Fix CRC16 Hashslot Calculation #399

vazois · 2024-05-18T04:12:26Z

This PR addresses the hash slot calculation issue #395 by ensuring that key strings without both left and right brackets (e.g., "Hm{W\x13\x1c") are used in their entirety within the CRC16 hash function.
I also added more tests and separated CRC16 hashlot implementation into its own folder.
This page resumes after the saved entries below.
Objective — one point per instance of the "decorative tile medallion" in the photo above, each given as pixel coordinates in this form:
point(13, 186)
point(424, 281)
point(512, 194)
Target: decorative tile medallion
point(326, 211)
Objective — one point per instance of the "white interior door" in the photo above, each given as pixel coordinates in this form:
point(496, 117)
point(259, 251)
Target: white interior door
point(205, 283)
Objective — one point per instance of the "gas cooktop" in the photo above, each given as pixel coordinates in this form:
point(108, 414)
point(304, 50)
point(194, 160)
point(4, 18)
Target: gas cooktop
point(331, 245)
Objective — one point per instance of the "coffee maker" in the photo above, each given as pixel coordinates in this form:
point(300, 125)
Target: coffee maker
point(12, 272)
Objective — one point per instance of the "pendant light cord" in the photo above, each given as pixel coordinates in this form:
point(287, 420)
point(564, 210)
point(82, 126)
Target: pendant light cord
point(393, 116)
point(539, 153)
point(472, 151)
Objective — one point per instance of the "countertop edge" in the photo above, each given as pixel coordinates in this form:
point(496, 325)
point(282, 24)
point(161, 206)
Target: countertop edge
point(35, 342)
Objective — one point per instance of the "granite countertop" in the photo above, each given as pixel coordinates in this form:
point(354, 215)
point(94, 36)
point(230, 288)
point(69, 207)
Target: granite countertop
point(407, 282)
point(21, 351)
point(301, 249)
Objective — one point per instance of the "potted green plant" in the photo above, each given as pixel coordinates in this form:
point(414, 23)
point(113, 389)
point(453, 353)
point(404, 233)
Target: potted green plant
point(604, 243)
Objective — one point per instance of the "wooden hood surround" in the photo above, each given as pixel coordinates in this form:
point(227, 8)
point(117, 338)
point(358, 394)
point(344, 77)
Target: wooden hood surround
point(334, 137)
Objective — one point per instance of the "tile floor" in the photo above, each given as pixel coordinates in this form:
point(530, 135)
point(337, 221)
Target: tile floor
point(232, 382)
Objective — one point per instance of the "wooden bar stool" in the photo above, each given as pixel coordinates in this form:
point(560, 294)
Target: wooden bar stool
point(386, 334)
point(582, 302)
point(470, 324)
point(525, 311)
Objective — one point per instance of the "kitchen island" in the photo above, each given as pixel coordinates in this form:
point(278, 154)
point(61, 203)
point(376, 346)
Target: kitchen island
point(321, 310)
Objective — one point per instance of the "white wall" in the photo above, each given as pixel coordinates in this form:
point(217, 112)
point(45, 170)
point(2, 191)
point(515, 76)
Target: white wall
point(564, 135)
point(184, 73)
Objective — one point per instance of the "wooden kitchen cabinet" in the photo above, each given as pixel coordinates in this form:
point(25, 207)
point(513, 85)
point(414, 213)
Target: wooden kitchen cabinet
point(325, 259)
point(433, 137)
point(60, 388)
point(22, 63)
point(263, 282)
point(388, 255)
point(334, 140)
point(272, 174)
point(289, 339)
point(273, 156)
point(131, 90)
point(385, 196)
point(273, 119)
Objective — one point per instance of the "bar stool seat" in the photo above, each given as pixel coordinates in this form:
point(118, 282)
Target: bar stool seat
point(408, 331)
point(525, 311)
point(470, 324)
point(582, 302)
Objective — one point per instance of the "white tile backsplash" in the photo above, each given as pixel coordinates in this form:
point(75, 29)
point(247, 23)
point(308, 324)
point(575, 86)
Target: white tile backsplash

PaulusParssinen · 2024-05-18T05:00:40Z

Not directly related to the PR but thought this would be good place to ask 😄

Any background on why was CRC16 chosen as the key slot hash function? There's much more effort spent in industry to optimize CRC32 variants. We have CRC32C available as intrinsic and there's a lot of even faster tricks with SIMD. The intrinsic would probably win against the SIMD for the smaller data and very likely against the current LUT approach which will incur L1-L2 misses (would have to measure this).

cc @badrishc

vazois · 2024-05-18T05:24:48Z

Not directly related to the PR but thought this would be good place to ask 😄

Any background on why was CRC16 chosen as the key slot hash function? There's much more effort spent in industry to optimize CRC32 variants. We have CRC32C available as intrinsic and there's a lot of even faster tricks with SIMD. The intrinsic would probably win against the SIMD for the smaller data and very likely against the current LUT approach which will incur L1-L2 misses (would have to measure this).

cc @badrishc

I believe it is done as precaution since people expect it to be crc16 like what Redis is using.
If there is no reason for the consumers of Garnet to expect CRC16 mapping, we can use whatever hash function (even non crc based one.
I didn't know that people expect it to be explicitly CRC16 until an issue was opened, which actually relates to a problem with how we extract the substring with the hashtags and not the hash function itself.

PaulusParssinen · 2024-05-18T08:21:37Z

I believe it is done as precaution since people expect it to be crc16 like what Redis is using. If there is no reason for the consumers of Garnet to expect CRC16 mapping, we can use whatever hash function (even non crc based one. I didn't know that people expect it to be explicitly CRC16 until an issue was opened, which actually relates to a problem with how we extract the substring with the hashtags and not the hash function itself.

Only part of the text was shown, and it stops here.